Ian Waldron Imants Tillers

acrylic on canvas boards

204 x 143 cm

Imants Tillers is an artist, writer, curator and Art Gallery of NSW trustee. Well-known for making paintings composed of a grid of smaller, numbered canvases, he is considered a quintessentially postmodern artist in his use of appropriation and quotation. Since 1973 he has had numerous solo exhibitions in Australia, Europe and the United States and in 1986 he represented Australia at the Venice Biennale. Last year the National Gallery of Australia curated the first major survey of his paintings, entitled One world, many visions.

Ian Waldron first encountered Tillers’ work at university around ten years ago and says he took inspiration from it. They met when they both exhibited at the same exhibition in Brisbane and again when Waldron was hung in last year’s Wynne Prize. When he bumped into Tillers at his recent survey show in Canberra, Waldron asked if he would sit for a portrait.
‘Because I’m an Aboriginal artist, I used that kind of map in my work a long time ago and I’ve also used words in my paintings’, says Waldron. ‘Imants was doing a lot of appropriation based on that and so I thought I’d turn that around and appropriate what he did in that huge work of his, Terra nullius. The portrait also includes my country, Kurtjar Country.

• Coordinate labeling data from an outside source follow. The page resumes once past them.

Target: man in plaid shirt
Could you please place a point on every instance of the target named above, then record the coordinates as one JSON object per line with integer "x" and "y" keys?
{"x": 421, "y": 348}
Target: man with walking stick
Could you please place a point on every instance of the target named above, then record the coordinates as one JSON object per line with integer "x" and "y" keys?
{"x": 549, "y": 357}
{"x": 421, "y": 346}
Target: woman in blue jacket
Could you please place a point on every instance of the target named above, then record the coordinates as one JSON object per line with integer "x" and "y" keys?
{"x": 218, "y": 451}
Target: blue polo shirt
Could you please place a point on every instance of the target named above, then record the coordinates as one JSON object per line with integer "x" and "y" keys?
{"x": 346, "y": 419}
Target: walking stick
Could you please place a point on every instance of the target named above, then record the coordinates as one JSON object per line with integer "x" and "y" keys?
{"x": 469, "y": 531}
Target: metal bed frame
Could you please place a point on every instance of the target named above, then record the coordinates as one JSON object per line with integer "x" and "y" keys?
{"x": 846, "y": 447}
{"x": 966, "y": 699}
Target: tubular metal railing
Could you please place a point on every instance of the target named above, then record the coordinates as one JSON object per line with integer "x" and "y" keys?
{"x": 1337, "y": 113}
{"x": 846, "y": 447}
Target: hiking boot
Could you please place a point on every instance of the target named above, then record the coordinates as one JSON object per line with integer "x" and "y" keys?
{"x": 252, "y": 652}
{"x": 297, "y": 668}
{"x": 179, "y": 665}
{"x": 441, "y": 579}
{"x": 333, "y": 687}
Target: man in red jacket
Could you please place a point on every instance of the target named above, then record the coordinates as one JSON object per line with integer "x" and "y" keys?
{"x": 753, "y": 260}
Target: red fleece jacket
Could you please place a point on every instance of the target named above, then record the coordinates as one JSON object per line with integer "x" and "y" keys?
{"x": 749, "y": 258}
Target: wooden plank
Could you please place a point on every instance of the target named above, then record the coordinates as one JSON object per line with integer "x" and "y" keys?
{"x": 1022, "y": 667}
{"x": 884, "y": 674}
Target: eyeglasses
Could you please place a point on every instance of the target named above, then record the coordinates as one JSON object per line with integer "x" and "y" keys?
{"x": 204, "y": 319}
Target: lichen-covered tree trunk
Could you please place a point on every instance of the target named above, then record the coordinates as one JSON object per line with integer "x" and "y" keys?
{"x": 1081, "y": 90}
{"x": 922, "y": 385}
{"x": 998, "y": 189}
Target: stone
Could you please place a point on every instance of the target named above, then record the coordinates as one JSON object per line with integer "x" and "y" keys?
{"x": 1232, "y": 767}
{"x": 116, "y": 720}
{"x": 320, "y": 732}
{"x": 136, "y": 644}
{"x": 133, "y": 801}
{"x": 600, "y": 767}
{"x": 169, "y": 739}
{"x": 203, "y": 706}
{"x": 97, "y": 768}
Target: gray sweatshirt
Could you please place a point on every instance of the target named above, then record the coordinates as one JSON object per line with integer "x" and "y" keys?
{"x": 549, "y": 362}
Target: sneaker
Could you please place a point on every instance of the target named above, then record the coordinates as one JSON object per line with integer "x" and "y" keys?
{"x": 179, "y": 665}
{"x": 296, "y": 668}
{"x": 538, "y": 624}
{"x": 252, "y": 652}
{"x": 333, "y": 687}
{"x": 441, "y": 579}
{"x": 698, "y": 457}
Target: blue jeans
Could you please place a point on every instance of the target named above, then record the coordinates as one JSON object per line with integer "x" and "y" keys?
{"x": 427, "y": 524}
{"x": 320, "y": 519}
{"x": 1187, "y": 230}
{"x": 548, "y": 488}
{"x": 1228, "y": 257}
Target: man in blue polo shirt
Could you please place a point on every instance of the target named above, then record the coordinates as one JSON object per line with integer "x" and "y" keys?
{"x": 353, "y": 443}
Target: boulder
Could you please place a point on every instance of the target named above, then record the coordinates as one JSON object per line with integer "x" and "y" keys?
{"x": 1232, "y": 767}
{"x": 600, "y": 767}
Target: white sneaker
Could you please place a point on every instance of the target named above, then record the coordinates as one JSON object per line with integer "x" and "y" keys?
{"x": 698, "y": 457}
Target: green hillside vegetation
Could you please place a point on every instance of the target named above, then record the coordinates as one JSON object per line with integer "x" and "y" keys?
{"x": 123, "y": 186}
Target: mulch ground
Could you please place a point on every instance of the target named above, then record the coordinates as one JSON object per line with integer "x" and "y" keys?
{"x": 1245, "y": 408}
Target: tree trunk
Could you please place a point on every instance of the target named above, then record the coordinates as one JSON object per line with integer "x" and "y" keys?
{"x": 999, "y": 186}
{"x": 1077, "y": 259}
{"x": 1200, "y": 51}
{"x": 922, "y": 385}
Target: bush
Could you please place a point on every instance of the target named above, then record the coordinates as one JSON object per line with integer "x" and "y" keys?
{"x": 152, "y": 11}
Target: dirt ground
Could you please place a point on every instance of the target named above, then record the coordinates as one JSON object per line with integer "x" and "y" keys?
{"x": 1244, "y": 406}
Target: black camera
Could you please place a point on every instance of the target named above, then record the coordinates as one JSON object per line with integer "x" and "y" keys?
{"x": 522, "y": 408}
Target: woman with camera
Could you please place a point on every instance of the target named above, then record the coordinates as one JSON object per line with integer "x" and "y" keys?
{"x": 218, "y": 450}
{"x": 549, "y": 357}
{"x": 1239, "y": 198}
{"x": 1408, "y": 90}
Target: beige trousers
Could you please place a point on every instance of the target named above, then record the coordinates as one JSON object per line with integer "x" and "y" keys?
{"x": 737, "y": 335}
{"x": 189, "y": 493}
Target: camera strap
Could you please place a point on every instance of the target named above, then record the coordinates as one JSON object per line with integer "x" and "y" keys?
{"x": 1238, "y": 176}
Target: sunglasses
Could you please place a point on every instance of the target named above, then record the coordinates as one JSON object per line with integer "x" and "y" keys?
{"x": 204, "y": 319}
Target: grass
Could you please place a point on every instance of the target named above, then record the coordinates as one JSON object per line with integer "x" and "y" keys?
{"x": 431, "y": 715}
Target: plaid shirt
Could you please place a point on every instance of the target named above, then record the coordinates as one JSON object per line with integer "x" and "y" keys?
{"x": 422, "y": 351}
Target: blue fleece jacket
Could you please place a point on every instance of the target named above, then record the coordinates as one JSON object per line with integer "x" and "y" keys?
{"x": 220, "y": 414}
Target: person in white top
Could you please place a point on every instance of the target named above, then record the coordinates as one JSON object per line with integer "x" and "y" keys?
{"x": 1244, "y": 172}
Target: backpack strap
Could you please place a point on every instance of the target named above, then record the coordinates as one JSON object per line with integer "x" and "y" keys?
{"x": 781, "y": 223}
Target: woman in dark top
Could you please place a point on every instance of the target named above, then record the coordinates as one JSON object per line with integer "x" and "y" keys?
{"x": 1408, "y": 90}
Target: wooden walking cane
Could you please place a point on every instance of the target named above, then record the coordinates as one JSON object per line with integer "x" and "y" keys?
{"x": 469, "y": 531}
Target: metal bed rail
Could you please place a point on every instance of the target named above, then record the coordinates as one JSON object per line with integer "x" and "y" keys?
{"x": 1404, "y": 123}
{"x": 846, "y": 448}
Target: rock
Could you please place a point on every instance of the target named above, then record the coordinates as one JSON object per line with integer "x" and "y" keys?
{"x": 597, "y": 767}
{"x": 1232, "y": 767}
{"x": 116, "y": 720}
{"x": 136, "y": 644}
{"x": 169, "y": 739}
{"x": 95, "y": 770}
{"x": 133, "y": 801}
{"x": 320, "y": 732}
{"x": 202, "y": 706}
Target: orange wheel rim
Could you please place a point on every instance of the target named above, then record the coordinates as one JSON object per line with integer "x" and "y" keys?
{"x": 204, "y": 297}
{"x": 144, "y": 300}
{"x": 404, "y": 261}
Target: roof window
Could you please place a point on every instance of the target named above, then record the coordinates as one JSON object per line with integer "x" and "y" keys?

You can see it in the painting in a different colour to the rest so that is a reference to my place.’

Born in 1950, Waldron comes from Delta Downs in the Gulf of Carpentaria. He won the National Aboriginal and Torres Strait Islander (Telstra) Art Award (Open painting) in 1995 and has since been a finalist eight times. He was selected for the Telstra NATSIAA touring exhibition Celebrating 20 years in 2000. Waldron was a finalist in the 2006 Wynne Prize, the 1996 Alice Prize and the 1995 Dobell Drawing Prize.